Not surprisingly, the menu offers a wide choice of wines from the area, along with typical Piedmont and Monferrato dishes. Primi Piatti include baked vegetables, agnolotti, luscious ravioli, Risotto with Radicchio & Castelmagno Cheese and Tagliolini with White Truffles.
Secondi Piatti offerings are Lamb Chops with Hazelnuts wrapped in Filo Pastry, Pork Tenderloin with Bacon & Green Pepper, Sliced Beef with Barbera Sauce and Angler Fish Cheeks with Puccia. And, as if all of that isn’t enough, desserts include the famous Bönet Chocolate Pudding Cake.
But in addition to the fantastic food, art and stylish enoteca, Tacabanda has founded a very special project called “Hotel Ethics.” Their primary goal is to help individuals with learning disabilities and Down Syndrome to function in a work environment. A secondary goal is help the same individuals achieve home cooking autonomy. An incredibly worthwhile mission; moreover, while you’re indulging in rich, delectable food, you’re also helping an exceptional cause.
HOT TIMES AT ACQUI TERME
The hot springs of Acqui Terme have been known for over two millennia. The Romans built baths and fountains to take advantage of the springs in the first and second centuries.
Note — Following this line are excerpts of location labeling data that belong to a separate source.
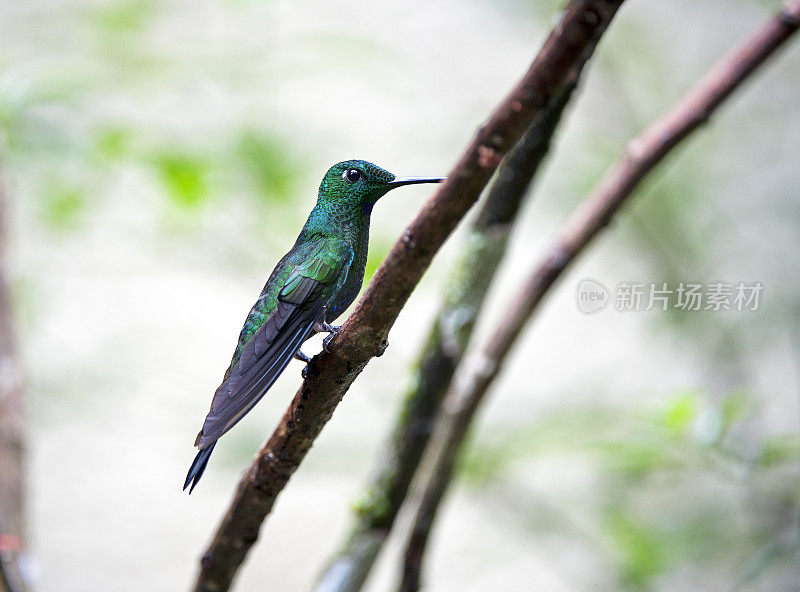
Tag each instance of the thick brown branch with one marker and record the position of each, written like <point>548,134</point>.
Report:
<point>11,434</point>
<point>641,156</point>
<point>364,334</point>
<point>448,337</point>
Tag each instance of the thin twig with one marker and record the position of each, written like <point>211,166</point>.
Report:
<point>448,338</point>
<point>364,333</point>
<point>641,156</point>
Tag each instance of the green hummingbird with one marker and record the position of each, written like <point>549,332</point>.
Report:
<point>309,288</point>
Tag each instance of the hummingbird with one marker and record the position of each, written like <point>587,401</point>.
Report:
<point>309,288</point>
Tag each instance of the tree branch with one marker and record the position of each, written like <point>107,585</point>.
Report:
<point>641,156</point>
<point>12,437</point>
<point>364,333</point>
<point>448,337</point>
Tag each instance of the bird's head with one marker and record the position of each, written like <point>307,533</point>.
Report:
<point>360,183</point>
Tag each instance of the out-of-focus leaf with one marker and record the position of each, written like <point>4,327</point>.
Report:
<point>642,553</point>
<point>270,163</point>
<point>63,206</point>
<point>184,176</point>
<point>113,142</point>
<point>124,15</point>
<point>780,450</point>
<point>679,413</point>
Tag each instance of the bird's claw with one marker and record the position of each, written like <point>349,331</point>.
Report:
<point>323,327</point>
<point>299,355</point>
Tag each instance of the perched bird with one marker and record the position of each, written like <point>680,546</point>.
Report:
<point>309,288</point>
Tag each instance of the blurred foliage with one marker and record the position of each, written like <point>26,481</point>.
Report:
<point>133,109</point>
<point>693,457</point>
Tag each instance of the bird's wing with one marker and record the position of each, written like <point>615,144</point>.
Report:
<point>301,303</point>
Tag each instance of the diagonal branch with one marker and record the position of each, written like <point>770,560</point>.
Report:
<point>449,334</point>
<point>640,158</point>
<point>364,333</point>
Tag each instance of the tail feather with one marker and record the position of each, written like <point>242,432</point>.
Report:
<point>198,466</point>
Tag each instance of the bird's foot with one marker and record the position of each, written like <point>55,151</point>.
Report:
<point>322,326</point>
<point>299,355</point>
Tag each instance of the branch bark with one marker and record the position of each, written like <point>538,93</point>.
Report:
<point>12,437</point>
<point>364,333</point>
<point>448,338</point>
<point>641,156</point>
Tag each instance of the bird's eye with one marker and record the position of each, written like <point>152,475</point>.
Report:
<point>351,175</point>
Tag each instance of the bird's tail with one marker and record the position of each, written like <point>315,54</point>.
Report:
<point>198,466</point>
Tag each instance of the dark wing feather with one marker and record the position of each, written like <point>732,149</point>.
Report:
<point>301,303</point>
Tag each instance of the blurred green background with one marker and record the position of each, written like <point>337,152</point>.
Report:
<point>161,156</point>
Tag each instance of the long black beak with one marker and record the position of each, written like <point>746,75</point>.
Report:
<point>400,181</point>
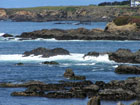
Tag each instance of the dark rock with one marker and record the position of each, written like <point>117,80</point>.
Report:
<point>96,54</point>
<point>91,90</point>
<point>66,95</point>
<point>26,84</point>
<point>69,73</point>
<point>50,63</point>
<point>78,77</point>
<point>136,103</point>
<point>122,55</point>
<point>19,64</point>
<point>47,52</point>
<point>117,94</point>
<point>126,69</point>
<point>7,35</point>
<point>94,101</point>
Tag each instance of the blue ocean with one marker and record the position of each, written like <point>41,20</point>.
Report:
<point>94,68</point>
Remnants of thermal baths, a theater and amphitheater can be seen. A massive aqueduct still stretches elegantly across the surrounding countryside.
Today La Bollente – a fountain in the middle of the city showcases the steamy waters (75 C/ 167 F), with a tiered cascade running the length of the city’s main street. The Grand Hotel Nuove Terme operates a spa with the thermal waters nearby.
Fine dinning is also part of the Acqui Terme experience. Truffles, cheeses, Barolo and Barbera wine (of course!) and local specialties such as bagna càuda, a piquant sauce made from olive oil, anchovies and garlic that is usually eaten with seasonal vegetables.
Daniele and his boss, Claudio Negrino, are taking us to Trattoria Mazzini, whose specialty is Farinata in Forno – a kind of flatbread made from chickpea flour that is baked in a wood-burning oven. The owners, Danilo and Denise Mazzini show us around their charming three-room restaurant and seat us in a quiet corner.
Seconds later, the table is piled with antipasti – including heavenly bits of Robiola cheese wrapped in Prosciutto – and several bottles of wine. Claudio teaches us a typical Italian toast: “Il vino fa buon sanque” or “Wine creates good blood.”
A bit later, Denise reappears with a large plate piled with Farinata. The taste is rich, almost like a warm cornbread, while the texture is soft, almost cheesy. After we devour the Farinata, Denise brings plates of ravioli, fagioli, polenta and small, fried artichokes.
Using bread to clean the last bit of sauce on his plate, Claudio exclaims, “Now we are making scarpetta – that means “little shoes” – our expression for enjoying every morsel of food.”
I think at the end of this incredible meal that “Fare la scarpetta” is also an apt description for our time in this beautiful hill country. Thanks to Daniele, Claudio and the group at Cantina Alice Bel Colle, we’ve experienced many different villages and aspects of Piedmont. We soaked in the culture, devoured the food and admired the wine. We savored and delighted in every moment – nothing left on our plates for this trip. We’ll return to feast again soon!